Allez-vous de nouveau jouer dans une pièce de théâtre de Laurent Ruquier, qui vous avait offert un rôle en 2019 ? Il semblait partant dans Mask Singer pour exploiter votre côté comique à l’avenir…
Ça va venir, ça va venir… C’est tout ce que je peux dire ! (Rires) Laurent, il a l’oeil pour voir le talent des autres et je le remercie beaucoup de tous les beaux mots qu’il a dits pendant l’émission. En la regardant, je trouvais qu’il était très surpris de voir toutes mes folies, que ça l’a chamboulé et lui a donné une autre image de moi. J’espère que ça sera pareil du côté des chaînes et des producteurs. J’aimerais bien avoir des rôles plus comiques, d’autres rôles plus profonds… Ce que j’aime, c’est les personnages qui ont des contradictions, avec lesquels on peut faire passer des messages, ouvrir des débats, faire réfléchir le public et développer plein d’émotions. J’aime toucher les gens et faire bouger les consciences.

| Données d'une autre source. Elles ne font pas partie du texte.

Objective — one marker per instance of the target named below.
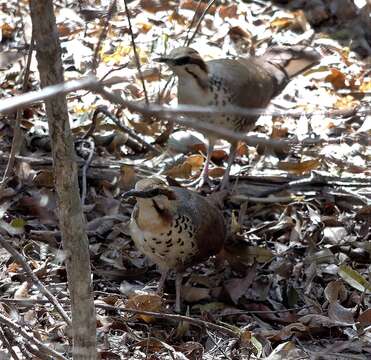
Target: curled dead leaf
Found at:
(300, 168)
(216, 172)
(145, 302)
(228, 11)
(183, 171)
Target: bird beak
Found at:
(163, 59)
(135, 193)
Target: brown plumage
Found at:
(174, 227)
(243, 82)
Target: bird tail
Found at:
(285, 62)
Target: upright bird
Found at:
(174, 227)
(248, 83)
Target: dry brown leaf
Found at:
(193, 5)
(365, 86)
(183, 171)
(229, 11)
(196, 161)
(237, 33)
(22, 291)
(317, 321)
(340, 314)
(218, 155)
(193, 294)
(154, 6)
(180, 19)
(279, 132)
(365, 318)
(143, 128)
(334, 291)
(346, 102)
(216, 172)
(288, 331)
(44, 178)
(13, 267)
(145, 302)
(128, 177)
(337, 79)
(300, 167)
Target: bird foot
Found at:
(201, 182)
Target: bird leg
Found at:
(178, 289)
(161, 283)
(232, 155)
(204, 177)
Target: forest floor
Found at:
(295, 283)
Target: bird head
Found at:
(185, 60)
(153, 193)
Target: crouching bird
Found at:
(174, 227)
(247, 83)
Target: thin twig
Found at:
(18, 329)
(17, 132)
(192, 22)
(131, 133)
(210, 4)
(102, 35)
(85, 168)
(217, 345)
(137, 61)
(7, 344)
(176, 317)
(19, 259)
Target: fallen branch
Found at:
(175, 317)
(20, 260)
(19, 330)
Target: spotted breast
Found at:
(174, 227)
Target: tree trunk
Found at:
(71, 219)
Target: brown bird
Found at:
(248, 83)
(174, 227)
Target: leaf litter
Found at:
(294, 279)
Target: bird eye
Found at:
(182, 60)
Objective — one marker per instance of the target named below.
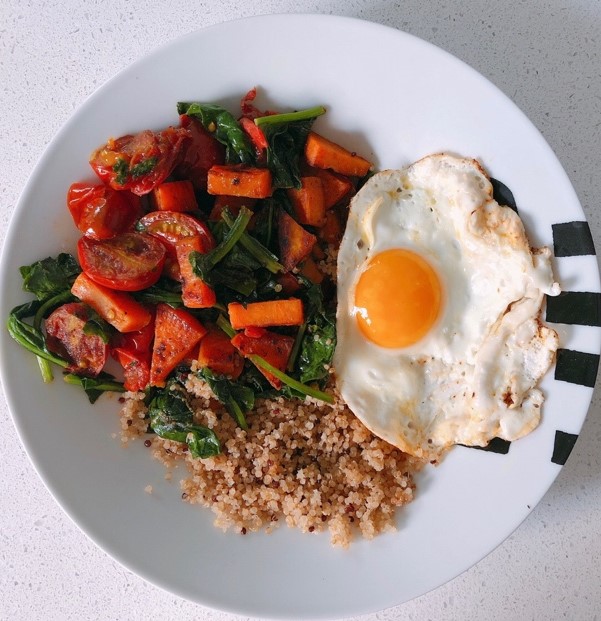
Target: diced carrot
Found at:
(288, 282)
(218, 354)
(239, 180)
(262, 314)
(195, 292)
(295, 242)
(309, 269)
(176, 331)
(308, 201)
(324, 153)
(335, 187)
(272, 347)
(116, 307)
(233, 203)
(175, 196)
(331, 231)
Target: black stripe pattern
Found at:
(564, 443)
(572, 239)
(576, 367)
(581, 308)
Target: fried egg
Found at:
(440, 340)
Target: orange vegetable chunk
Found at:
(263, 314)
(308, 201)
(116, 307)
(272, 347)
(176, 332)
(218, 354)
(195, 291)
(239, 180)
(324, 153)
(175, 196)
(295, 241)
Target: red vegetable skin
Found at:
(129, 262)
(170, 227)
(116, 307)
(176, 332)
(140, 162)
(134, 354)
(100, 212)
(201, 152)
(272, 347)
(87, 353)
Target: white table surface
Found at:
(545, 55)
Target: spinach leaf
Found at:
(317, 349)
(286, 135)
(172, 418)
(95, 386)
(224, 127)
(50, 276)
(237, 398)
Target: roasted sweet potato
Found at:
(239, 180)
(216, 352)
(308, 201)
(295, 242)
(272, 347)
(176, 331)
(323, 153)
(288, 312)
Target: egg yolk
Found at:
(397, 299)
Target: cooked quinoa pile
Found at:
(307, 464)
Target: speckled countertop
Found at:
(545, 55)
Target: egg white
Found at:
(473, 376)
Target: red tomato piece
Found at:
(129, 262)
(65, 336)
(170, 227)
(101, 212)
(202, 152)
(140, 162)
(176, 332)
(134, 354)
(116, 307)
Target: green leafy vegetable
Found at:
(224, 127)
(50, 276)
(286, 135)
(237, 398)
(95, 386)
(172, 418)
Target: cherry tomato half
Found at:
(65, 336)
(139, 162)
(101, 212)
(129, 262)
(170, 227)
(200, 153)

Avez-vous refusé beaucoup de propositions afin de sortir de votre image de "latin lover" ?
Oui. Avant, je disais "oui" à presque tout ce qu’on me proposait. Là, je suis dans un moment de ma carrière où j’ai envie de prendre les rênes et de jouer autre chose, suivre mon instinct. Je suis un artiste très inquiet, donc j’aime faire plein de choses différentes. Je pense que pour le public aussi, c’est important de ne pas me voir tout le temps dans la même chose. Pendant Mask Singer, j’ai reçu beaucoup de messages disant "on ne te connaissait pas comme ça, ça fait plaisir de voir ce côté plus humoristique". De la même manière, j’ai un côté plus sombre et sérieux qu’il faudrait me laisser exploiter aussi.